A Bear Robotics também optou por se concentrar em robôs de atendimento nas salas de jantar, porque ofereciam uma solução viável. A cozinha seria uma coisa muito mais complicada. “Na equipe de nosso restaurante tínhamos quatro idiomas diferentes sendo falados. As pessoas trabalhavam amontoadas tentando fazer tudo a tempo, correndo para entregar os pedidos e a comida para os clientes. Os bastidores de um restaurante são um campo de batalha”, afirmou Higueros.
Gennadiy Goldenshteyn é fundador e sócio-gerente da Dinemic Ventures; anteriormente, foi chefe de engenharia global da Yum Brands, conglomerado que inclui Taco Bell, KFC e Pizza Hut. Ele acredita que o desenvolvimento de hardware para automação de cozinha leva anos e enfrenta desafios logísticos, como a segurança do trabalho e os franqueados céticos em relação ao emprego de inovação. Como resultado, mesmo que as redes de restaurantes pareçam externamente futuristas, suas cozinhas funcionam, em grande parte, como antigamente. “É como se tivéssemos feito um carro automatizado a partir de um Ford Modelo T 1920.”

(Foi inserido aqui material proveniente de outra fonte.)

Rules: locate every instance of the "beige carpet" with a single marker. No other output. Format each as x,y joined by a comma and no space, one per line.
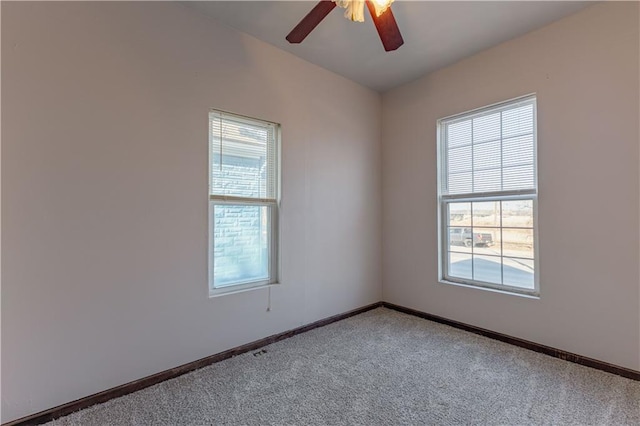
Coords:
380,368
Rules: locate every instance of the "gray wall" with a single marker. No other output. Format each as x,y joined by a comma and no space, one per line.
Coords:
584,69
104,193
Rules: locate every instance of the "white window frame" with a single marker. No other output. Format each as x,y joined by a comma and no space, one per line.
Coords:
273,204
445,199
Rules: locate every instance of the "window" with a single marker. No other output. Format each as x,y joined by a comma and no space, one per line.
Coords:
488,197
243,202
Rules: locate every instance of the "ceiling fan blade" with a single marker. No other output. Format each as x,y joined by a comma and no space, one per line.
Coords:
387,28
309,22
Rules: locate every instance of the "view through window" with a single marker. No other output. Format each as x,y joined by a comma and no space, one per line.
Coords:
243,186
488,196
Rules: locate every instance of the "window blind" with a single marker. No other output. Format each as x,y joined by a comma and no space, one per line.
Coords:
491,150
243,159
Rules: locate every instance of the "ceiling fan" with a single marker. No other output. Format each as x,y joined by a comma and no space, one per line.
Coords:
380,11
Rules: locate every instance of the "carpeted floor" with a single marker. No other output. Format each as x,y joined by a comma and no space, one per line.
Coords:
380,368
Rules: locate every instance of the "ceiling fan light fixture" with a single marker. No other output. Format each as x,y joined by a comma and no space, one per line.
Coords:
354,9
381,6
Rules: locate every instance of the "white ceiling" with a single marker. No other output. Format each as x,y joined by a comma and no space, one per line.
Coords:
436,33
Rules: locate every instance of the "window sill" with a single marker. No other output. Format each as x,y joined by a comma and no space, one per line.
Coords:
235,289
527,294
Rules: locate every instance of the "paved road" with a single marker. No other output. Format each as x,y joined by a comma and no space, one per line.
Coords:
516,272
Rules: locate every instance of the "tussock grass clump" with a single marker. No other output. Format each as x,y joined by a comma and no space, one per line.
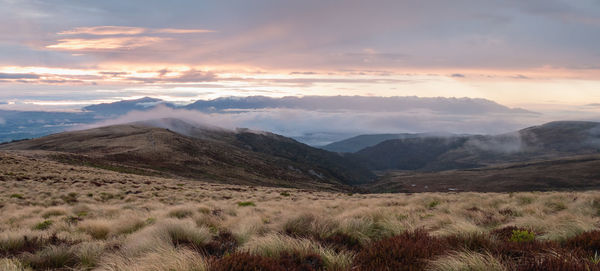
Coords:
162,259
53,212
184,233
246,203
11,264
223,243
408,251
476,242
52,257
274,245
246,262
89,253
44,225
181,213
466,260
15,242
99,229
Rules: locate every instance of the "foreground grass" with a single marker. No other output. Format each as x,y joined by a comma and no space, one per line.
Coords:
79,218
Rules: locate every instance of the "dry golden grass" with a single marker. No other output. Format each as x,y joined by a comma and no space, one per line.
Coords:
111,221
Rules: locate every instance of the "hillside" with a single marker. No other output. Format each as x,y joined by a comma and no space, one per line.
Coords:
549,141
360,142
569,173
202,153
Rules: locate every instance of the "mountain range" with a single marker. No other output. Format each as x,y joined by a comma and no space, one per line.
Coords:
174,147
553,156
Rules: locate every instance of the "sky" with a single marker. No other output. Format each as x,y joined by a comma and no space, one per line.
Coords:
541,55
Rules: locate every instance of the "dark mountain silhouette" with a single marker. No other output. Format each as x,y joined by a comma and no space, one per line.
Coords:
360,142
125,106
549,141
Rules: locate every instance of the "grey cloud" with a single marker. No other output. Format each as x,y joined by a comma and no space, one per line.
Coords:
319,127
361,103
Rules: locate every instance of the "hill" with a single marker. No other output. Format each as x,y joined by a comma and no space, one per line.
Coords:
549,141
206,153
569,173
360,142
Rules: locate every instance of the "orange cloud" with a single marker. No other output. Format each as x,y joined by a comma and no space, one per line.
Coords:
104,30
79,44
128,30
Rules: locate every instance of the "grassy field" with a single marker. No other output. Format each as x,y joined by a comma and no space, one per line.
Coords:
66,217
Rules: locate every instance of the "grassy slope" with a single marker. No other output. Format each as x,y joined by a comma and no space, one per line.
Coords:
113,221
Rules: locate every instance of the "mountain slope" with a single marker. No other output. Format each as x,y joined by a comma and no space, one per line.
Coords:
360,142
213,155
548,141
567,173
125,106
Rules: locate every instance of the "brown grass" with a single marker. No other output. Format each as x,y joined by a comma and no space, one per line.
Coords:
131,222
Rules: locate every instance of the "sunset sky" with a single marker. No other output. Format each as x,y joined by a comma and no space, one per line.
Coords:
532,54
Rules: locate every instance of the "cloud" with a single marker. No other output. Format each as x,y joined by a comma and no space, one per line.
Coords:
128,30
318,127
455,106
18,76
104,30
80,44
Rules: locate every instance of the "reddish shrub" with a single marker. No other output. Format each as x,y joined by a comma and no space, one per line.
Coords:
588,241
246,262
408,251
561,260
286,262
506,233
342,241
472,242
295,262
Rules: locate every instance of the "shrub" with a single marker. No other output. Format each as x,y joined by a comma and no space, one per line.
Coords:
589,241
44,225
556,261
408,251
246,203
286,261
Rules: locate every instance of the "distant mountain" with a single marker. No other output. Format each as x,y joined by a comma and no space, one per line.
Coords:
372,104
566,173
549,141
125,106
208,153
360,142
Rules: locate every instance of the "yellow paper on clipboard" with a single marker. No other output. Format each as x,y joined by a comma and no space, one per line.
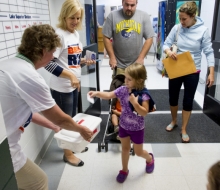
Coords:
184,65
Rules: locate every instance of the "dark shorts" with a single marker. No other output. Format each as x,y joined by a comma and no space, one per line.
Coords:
137,137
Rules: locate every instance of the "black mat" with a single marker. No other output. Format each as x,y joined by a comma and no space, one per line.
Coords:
200,129
161,98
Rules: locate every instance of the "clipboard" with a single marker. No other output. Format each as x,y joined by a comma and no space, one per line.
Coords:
184,65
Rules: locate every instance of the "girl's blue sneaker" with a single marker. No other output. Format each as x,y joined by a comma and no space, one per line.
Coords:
150,166
122,176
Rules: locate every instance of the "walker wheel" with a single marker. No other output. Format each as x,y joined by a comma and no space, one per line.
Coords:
106,146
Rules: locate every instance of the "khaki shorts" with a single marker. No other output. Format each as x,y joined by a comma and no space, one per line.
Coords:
119,71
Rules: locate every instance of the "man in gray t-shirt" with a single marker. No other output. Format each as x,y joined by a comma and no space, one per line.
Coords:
127,27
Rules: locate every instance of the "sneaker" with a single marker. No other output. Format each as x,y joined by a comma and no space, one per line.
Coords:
150,166
122,176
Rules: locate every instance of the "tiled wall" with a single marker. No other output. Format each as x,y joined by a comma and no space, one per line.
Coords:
15,17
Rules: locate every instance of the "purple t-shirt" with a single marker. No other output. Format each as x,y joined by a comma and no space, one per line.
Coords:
129,120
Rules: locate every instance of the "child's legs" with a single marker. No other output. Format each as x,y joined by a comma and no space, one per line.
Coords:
126,146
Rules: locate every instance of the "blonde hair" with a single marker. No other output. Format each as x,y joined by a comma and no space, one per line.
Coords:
190,8
138,72
214,177
36,39
69,8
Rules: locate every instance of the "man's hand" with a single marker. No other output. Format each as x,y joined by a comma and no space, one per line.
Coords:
92,94
133,99
74,82
172,55
210,80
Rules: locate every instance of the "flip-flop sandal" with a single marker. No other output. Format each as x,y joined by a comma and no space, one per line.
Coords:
184,136
171,127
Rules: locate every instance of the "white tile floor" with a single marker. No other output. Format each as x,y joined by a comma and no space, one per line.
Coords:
177,166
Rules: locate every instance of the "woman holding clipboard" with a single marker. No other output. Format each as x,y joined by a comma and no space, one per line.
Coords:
194,37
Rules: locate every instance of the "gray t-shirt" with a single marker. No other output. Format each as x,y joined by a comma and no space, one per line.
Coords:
127,34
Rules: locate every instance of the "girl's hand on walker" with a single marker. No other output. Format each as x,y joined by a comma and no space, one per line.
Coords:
92,94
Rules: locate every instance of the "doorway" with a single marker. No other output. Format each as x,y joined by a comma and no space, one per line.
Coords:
212,96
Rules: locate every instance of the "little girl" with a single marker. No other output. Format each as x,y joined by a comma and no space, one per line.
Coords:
131,125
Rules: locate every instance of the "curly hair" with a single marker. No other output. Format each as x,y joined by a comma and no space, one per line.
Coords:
36,39
69,8
138,72
190,8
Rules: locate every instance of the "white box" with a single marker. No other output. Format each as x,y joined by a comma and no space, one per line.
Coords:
73,140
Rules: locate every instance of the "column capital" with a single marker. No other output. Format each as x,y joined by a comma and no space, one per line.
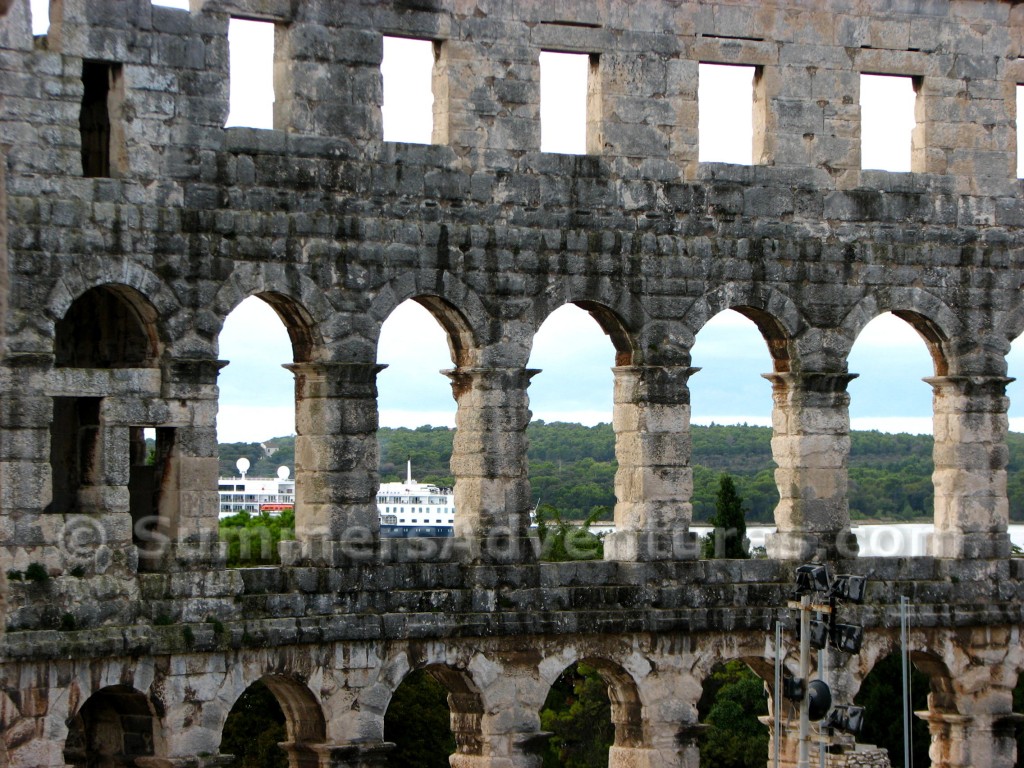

Segundo Goldenshteyn, toda a automação de recebimento de pedidos, incluindo quiosques e IA, acabará sendo substituída por um hardware conhecido e ao qual os consumidores já têm um forte apego emocional: o smartphone. A maioria das grandes redes possui aplicativos que permitem que os clientes façam pedidos por telefone sem muitos problemas.
Mas, enquanto os chefs humanos se destacam na criação de novos pratos, ele acredita que a cozinha automatizada será o futuro, independentemente de os consumidores acreditarem ou não que robôs podem cozinhar com amor. “O pepperoni não se importa se foi colocado na panela por uma mão humana ou por uma máquina”, observou.